Andreas Schwab June 18, 2024, 5:23 p.m. UTC | #2
On Jun 18 2024, Nick Clifton wrote:

> +/* Returns TRUE if NAME has an extension that is known to be used
> +   by typical input files to the linker, or input files to a build
> +   system that eventually ends up invoking the linker.  */
> +
> +static bool
> +has_known_file_extension (const char * name)
> +{
> +  if (name == NULL)
> +    return false;
> +
> +  size_t namelen = strlen (name);
> +
> +  if (namelen < 3)
> +    return false;
> +
> +  /* FIXME: We could optimize this lookup a lot.  But it is coded
> +     this way for simplicity and ease of extension.  */
> +  static const char * extensions[] =
> +    {
> +      ".c", ".h", ".s", ".C", ".S", ".o", ".t",
> +      ".ld",
> +      ".cpp", ".cxx"
> +    };
> +
> +  size_t i;
> +  for (i = 0; i < ARRAY_SIZE (extensions); i++)
> +    {
> +      size_t len = strlen (extensions[i]);
> +
> +      if (strcmp (name + namelen - len, extensions[i]) == 0)

This can be undefined if len > 3.
  
Peter0x44 June 18, 2024, 5:55 p.m. UTC | #3
On 2024-06-18 18:04, Nick Clifton wrote:
> Hi Guys,
> 
>   Attached is a proposed patch to address one of the issues raised in
>   PR 31761 - namely that the linker will happily overwrite a source 
> file
>   if it was invoked by mistake.  eg:
> 
>     ld -o foo.c foo.o
> 
>   The patch does not change the linker's behaviour of deleting the
>   output file before writing to it, even if errors occur during the
>   link.  I still consider this to be the correct behaviour.
> 
>   With the patch applied the linker will now behave like this:
> 
>     $ touch foo.c foo.o
>     $ ld -o foo.c foo.o
>     ld: fatal: output file 'foo.c' exists and is a known input file 
> type
>     You can suppress this error by linking with --noinhibit-exec
>     $ echo $?
>     1
> 
>   Any comments or suggestions ?

This patch is missing .cc at a minimum (GCC uses this extension).
This approach won't help users of other languages (Fortran, ada, etc).

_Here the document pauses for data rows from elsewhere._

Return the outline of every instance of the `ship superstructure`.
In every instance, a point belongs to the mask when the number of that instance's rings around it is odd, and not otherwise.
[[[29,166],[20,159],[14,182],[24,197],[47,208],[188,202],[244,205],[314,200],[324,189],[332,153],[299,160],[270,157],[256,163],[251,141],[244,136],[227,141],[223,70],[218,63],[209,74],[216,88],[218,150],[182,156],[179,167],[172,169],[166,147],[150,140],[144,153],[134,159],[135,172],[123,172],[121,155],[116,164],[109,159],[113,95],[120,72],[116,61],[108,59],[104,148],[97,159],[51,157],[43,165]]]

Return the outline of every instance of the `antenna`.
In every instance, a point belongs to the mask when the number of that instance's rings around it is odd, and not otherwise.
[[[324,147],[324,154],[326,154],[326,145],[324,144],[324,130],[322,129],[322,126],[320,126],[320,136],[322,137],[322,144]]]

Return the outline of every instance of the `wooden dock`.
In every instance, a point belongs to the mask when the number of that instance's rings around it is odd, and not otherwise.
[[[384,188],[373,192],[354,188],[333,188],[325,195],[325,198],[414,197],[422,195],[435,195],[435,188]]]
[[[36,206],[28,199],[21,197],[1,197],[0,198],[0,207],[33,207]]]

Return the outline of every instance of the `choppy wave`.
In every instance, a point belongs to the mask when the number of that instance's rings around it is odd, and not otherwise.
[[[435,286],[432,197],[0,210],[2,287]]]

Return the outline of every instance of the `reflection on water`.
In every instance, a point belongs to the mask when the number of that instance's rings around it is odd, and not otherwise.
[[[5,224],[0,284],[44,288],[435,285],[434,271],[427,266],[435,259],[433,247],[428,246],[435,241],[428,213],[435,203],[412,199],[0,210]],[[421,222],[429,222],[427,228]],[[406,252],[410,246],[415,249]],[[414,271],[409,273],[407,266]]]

Are you really certain there is a good reason to retain that previous 
behavior?
Surely the experience of the consequences of not looking at your 
compiler exit status are "useful lessons" too... and far less 
destructive ones.

Best wishes,
Peter D.

> Cheers
>   Nick
  
Georg-Johann Lay June 18, 2024, 5:56 p.m. UTC | #4
Am 18.06.24 um 19:04 schrieb Nick Clifton:
> Hi Guys,
> 
>    Attached is a proposed patch to address one of the issues raised in
>    PR 31761 - namely that the linker will happily overwrite a source file
>    if it was invoked by mistake.  eg:
> 
>      ld -o foo.c foo.o
> 
>    The patch does not change the linker's behaviour of deleting the
>    output file before writing to it, even if errors occur during the
>    link.  I still consider this to be the correct behaviour.
> 
>    With the patch applied the linker will now behave like this:
> 
>      $ touch foo.c foo.o
>      $ ld -o foo.c foo.o
>      ld: fatal: output file 'foo.c' exists and is a known input file type
>      You can suppress this error by linking with --noinhibit-exec
>      $ echo $?
>      1
> 
>    Any comments or suggestions ?
> 
> Cheers
>    Nick

> +static bool
> +has_known_file_extension (const char * name)
> +{
> +  if (name == NULL)
> +    return false;
> +
> +  size_t namelen = strlen (name);
> +
> +  if (namelen < 3)
> +    return false;
> +
> +  /* FIXME: We could optimize this lookup a lot.  But it is coded
> +     this way for simplicity and ease of extension.  */
> +  static const char * extensions[] =
> +    {
> +      ".c", ".h", ".s", ".C", ".S", ".o", ".t",
> +      ".ld",
> +      ".cpp", ".cxx"
> +    };


GCC support much more file extensions like .sx, .CPP, .cc (GCC's own C++
sources), .f, .for, .f90, ...

https://gcc.gnu.org/git/?p=gcc.git;a=blob;f=gcc/gcc.cc;h=d80b604a48dfacd09007c9b19c63e6851b7b4087;hb=HEAD#l1418

And maybe sort them according to the recognized language (and
mention the language) like C++.

Johann
  
Jan Beulich June 19, 2024, 6:49 a.m. UTC | #5
On 18.06.2024 19:04, Nick Clifton wrote:
> Hi Guys,
> 
>   Attached is a proposed patch to address one of the issues raised in
>   PR 31761 - namely that the linker will happily overwrite a source file
>   if it was invoked by mistake.  eg:
> 
>     ld -o foo.c foo.o
> 
>   The patch does not change the linker's behaviour of deleting the
>   output file before writing to it, even if errors occur during the
>   link.  I still consider this to be the correct behaviour.
> 
>   With the patch applied the linker will now behave like this:
> 
>     $ touch foo.c foo.o
>     $ ld -o foo.c foo.o
>     ld: fatal: output file 'foo.c' exists and is a known input file type
>     You can suppress this error by linking with --noinhibit-exec
>     $ echo $?
>     1
> 
>   Any comments or suggestions ?

As others have indicated, the list of known file types would need extending.
Yet the wider it gets, the higher the risk of refusing something that makes
sense to someone, yet conflicts with (say) a language that this someone
doesn't even know about. IOW my view is that there better wouldn't be such
heuristics in ld. Instead (looking at the PR) we may want to see about
delaying the creation of the output file until we've recognized all inputs
(a typical source file would not pass input type checking).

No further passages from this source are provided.